The Tragedy Behind Flint’s Lead Poisoning that No One is Discussing

By Lydia Denworth | Mar. 17, 2016 | Fortune.com | Topics:

It’s something no one wants to face, least of all Congress.

Source: iStock

It’s something no one wants to face, least of all Congress.

When Michigan Governor Rick Snyder testifies today before the Congressional committee investigating Flint’s water crisis, he’s likely to come under heavy criticism. As he should. It took his administration an unconscionably long time to acknowledge the gravity of the situation. But while Congress focuses on the acute situation in Flint, it must not lose sight of something far bigger: the chronic problem of lead in the rest of the country.

Because it’s not just Flint. In the last two months, reports of dangerous lead levels—from a variety of sources—in other cities and states have arrived almost every week. In late January, residents of Sebring, Ohio, were told not to drink the water. In February, California’s Governor Jerry Brown asked the state legislature to allocate $176 million to speed the soil clean-up effort at thousands of homes near a former lead battery plant.

On March 3, the New York Times reported that the children of Cleveland, Ohio, have higher levels of lead than those in Flint. Various reports have revealed there are 19 municipalities in Pennsylvania where children have higher lead levels than in Flint. Just last week, thirty schools in Newark, New Jersey were found to have dangerous levels of lead in the water; bottled water had to be brought in.

No one should be surprised. Although the United States has made great strides in reducing childhood lead poisoning, we never finished the job. Like marathon runners who fail to cover the final miles, we have left lead in pipes and on walls where children live. As a result, we have left hundreds of thousands of children at risk.

Since ancient times, humans have been digging lead out of the ground and finding ways to make use of it. For nearly as long, we have known that lead is toxic.

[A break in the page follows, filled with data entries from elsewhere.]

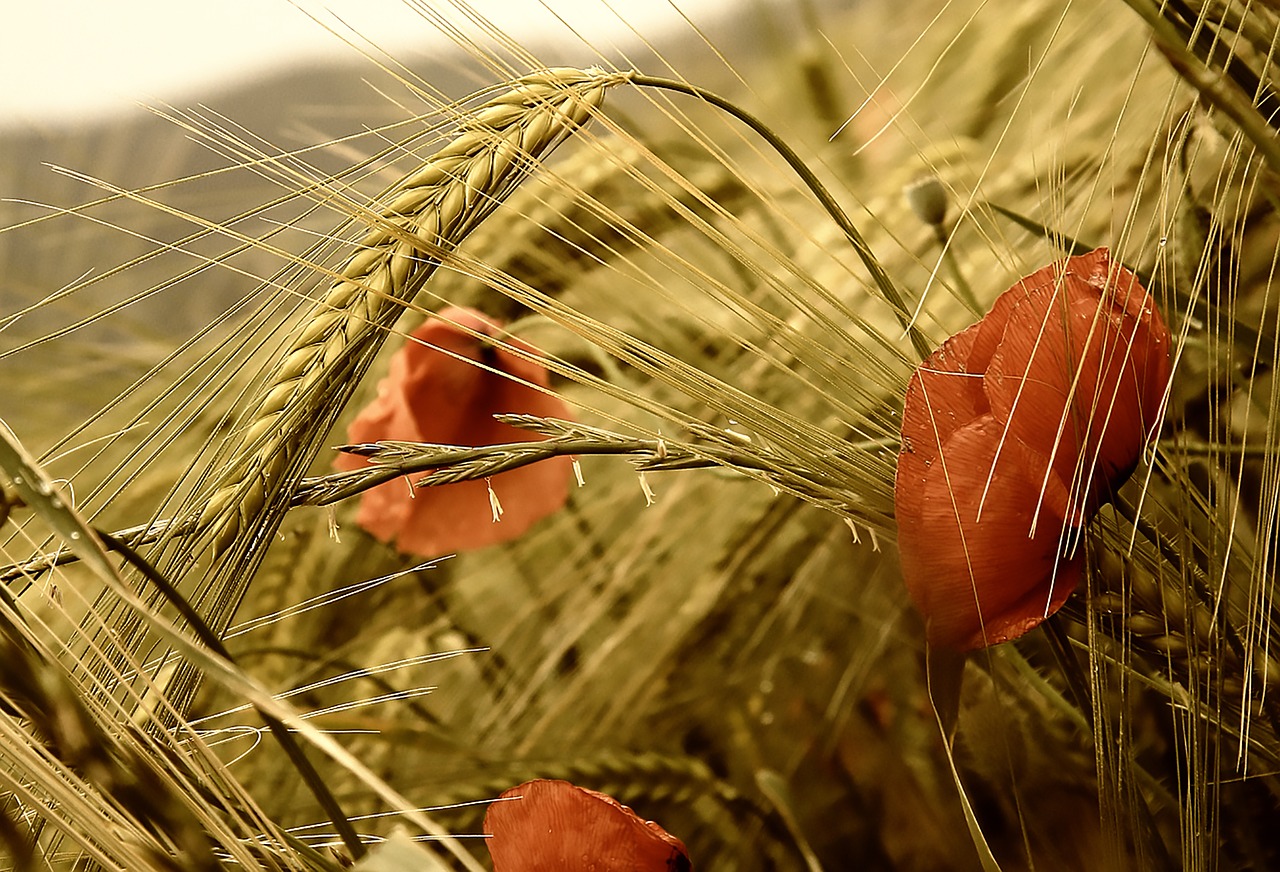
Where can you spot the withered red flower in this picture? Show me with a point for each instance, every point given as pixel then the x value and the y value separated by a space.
pixel 1014 432
pixel 556 826
pixel 444 387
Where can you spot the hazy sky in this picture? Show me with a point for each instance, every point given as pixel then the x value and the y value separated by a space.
pixel 69 59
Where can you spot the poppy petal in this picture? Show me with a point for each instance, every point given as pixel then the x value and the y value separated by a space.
pixel 982 558
pixel 554 826
pixel 941 396
pixel 999 474
pixel 444 387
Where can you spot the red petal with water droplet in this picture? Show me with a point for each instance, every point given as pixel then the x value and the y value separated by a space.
pixel 444 386
pixel 554 826
pixel 997 471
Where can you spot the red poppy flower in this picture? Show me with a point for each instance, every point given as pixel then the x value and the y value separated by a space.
pixel 1014 433
pixel 554 826
pixel 444 387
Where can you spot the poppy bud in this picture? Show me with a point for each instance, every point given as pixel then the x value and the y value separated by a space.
pixel 1014 432
pixel 554 826
pixel 444 386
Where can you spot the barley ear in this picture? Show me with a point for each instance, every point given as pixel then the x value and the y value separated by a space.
pixel 423 219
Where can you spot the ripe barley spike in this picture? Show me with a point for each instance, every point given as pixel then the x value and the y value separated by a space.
pixel 430 213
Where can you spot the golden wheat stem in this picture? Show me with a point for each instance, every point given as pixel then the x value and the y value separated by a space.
pixel 426 215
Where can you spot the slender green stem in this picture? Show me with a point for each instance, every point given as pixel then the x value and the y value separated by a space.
pixel 828 202
pixel 319 789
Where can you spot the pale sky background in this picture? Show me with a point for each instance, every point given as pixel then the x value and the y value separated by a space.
pixel 65 60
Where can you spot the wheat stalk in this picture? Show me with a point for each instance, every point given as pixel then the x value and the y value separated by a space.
pixel 428 214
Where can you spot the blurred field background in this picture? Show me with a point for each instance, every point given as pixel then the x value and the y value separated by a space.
pixel 731 661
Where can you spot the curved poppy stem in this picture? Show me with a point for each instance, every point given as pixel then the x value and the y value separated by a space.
pixel 810 179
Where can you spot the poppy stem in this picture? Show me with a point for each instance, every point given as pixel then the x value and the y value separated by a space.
pixel 452 464
pixel 810 179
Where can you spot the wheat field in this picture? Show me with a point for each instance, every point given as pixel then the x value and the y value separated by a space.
pixel 726 249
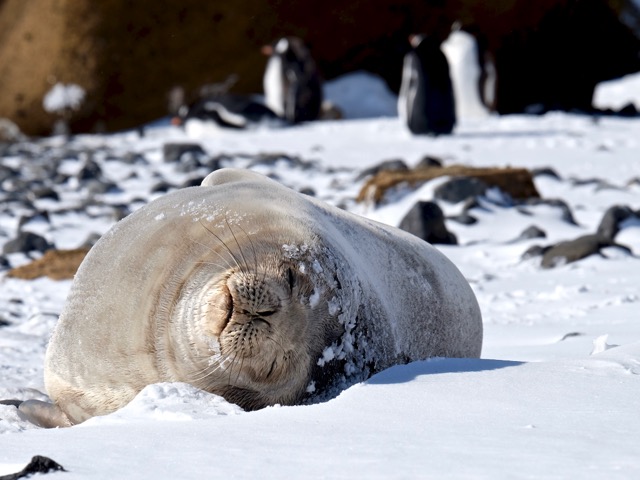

Unlike some metals that are beneficial in small amounts, lead only harms human health. In young children, whose brains are still developing, it does permanent damage, lowering kids’ IQs, their ability to pay attention, and their impulse control.

The history of lead poisoning is full of tension between the metal’s usefulness and its health effects. The Ancient Greeks called lead “deadly,” but put it in plumbing, kitchenware, and tank linings. In 1786, Benjamin Franklin described the “mischievous effect from lead” in printers who worked with it. In 1904, two Australian doctors first linked lead paint to childhood lead poisoning. Within fifteen years, twelve countries had banned lead paint from interior use. Meanwhile, in the United States, it was promoted as a high-quality product. Between 1910 and 1977, Americans put an estimated three million tons of lead on walls, toys and furniture. And at the start of the automotive era, a lead emerged as a solution to engine knock, and was added to gasoline even though workers making the lead additive sometimes died from exposure to it.

Finally, in the 1970s and 1980s, a handful of scientists and doctors battled to show how ubiquitous and dangerous lead really was. As a result of their work, the metal was taken out of food cans, paint, and gasoline. The subsequent 90 percent reduction in Americans’ average blood lead levels counts as one of the great public health victories of the 20th century.

And yet, there are still millions of lead pipes, like those that leached lead into Flint’s water, in all fifty states. And according to the National Center for Healthy Housing, up to 35% of homes across the United States still contain lead paint, the primary source of poisoning because it flakes off into dirt or gets on floors and windowsills where children play.

More than 500,000 American children are at or above the lead warning level set by the Centers for Disease Control, currently five micrograms of lead per deciliter of blood (although the CDC notes that there is no proven safe level of lead in the body). Almost certainly, these numbers don’t capture the full problem, because only 10% of children nationally who should be tested actually are.

With sufficient political will, we could prevent lead poisoning. If sources of lead exposure are removed or made inaccessible, there is no lead poisoning. Fixing the water supply requires first managing water chemistry (in Flint, city managers failed to add anti-corrosive measures to the water.) Over the long-term, lead pipes can be located and removed, either all at once, as may well happen in Flint now, or one by one, in the course of sidewalk and road repair. In houses, lead is only a problem when it begins to deteriorate. It must be either covered up or safely removed. We know how to do both.

Expensive? Yes. But in Flint the government now has to find money to remove lead pipes, and they are going to have to spend millions more taking care of children who develop neurological problems because of the tainted water.

If anything good comes of Flint’s tragedy, let it be that in this presidential election year Americans—starting with Congress—finally resolve to finish what we started and eliminate lead poisoning for good. Everywhere.